3 Key Reasons Why You Need to Update Your Estate Plan When You Move to a New State

3-Key-Reasons-Why-You-Need-to-Update-Your-Estate-Plan-When-You-Move-to-a-New-State

Updating your estate plan may not be at the top of your to-do list when you move to a new state. Did you know, however, that different states have different rules when it comes to estate tax, inheritance laws, and medical care? It can be important to update your estate plan accordingly to help ensure it still accurately reflects your wishes. Let us review three key reasons why you need to update your estate plan if you moved to a new state.

1. Estate Tax Variances. Every state has its own tax code. This means that each state chooses whether or not to impose an estate tax and sets the rates depending on the size of estate. You may find that your estate would have been subject to a state level estate tax in your old state but that it is no longer an issue in your new home state, or vice versa.

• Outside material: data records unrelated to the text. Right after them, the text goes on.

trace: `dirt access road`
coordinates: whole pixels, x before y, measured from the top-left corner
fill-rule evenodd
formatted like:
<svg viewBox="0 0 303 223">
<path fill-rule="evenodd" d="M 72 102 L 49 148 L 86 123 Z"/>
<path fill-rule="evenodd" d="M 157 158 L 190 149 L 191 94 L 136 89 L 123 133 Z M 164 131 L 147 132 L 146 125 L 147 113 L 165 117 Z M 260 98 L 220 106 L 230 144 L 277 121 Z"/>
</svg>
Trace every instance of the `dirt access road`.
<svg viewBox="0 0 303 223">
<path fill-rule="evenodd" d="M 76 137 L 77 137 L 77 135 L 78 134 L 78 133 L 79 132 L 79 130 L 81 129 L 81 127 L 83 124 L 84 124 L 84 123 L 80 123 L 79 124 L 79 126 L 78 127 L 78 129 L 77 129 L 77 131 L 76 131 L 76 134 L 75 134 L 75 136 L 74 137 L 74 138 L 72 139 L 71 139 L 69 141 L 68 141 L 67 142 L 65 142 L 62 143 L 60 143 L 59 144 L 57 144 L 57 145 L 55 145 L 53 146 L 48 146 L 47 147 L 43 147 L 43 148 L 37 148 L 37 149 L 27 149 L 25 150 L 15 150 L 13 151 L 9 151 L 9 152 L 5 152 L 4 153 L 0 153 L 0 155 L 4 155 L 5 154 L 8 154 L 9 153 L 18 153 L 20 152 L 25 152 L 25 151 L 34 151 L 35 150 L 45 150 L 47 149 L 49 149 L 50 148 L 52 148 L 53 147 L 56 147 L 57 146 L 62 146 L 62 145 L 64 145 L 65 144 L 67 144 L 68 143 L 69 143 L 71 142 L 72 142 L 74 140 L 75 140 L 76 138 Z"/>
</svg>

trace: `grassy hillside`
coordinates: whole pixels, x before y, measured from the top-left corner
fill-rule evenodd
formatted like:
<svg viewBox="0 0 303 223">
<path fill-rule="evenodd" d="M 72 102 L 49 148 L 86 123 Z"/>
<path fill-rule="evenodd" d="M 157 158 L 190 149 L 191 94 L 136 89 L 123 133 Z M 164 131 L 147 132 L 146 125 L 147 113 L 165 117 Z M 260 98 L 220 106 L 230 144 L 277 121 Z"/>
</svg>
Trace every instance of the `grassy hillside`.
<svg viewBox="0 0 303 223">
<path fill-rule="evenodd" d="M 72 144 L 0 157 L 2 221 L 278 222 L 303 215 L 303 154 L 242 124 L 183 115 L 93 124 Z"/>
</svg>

2. Probate Rules. Every state also gets to make its own rules regarding what triggers an estate’s need to go through the formal probate process at the time of your death. Some states set the bar for probate as low as an estate size of $20,000, while others allow estates up to $150,000 to bypass the formal probate process. States can also differ as to whether owning real property that is to be passed on to your heirs will cause your estate to be probated.

3. Health Care Surrogate and Health Care Documents. Health care documents should be part of every estate plan. These documents can help ensure that your wishes are followed if you are no longer in a condition to be able to make your own medical decisions. Because these forms vary from state to state, even if the forms from your old state are technically valid in your new state, it can be a good idea to draw up forms that would be familiar to a physician treating you in your new home state so that they will not have any trouble interpreting the decisions you have made about how you want to be treated and who should be able to make decisions on your behalf.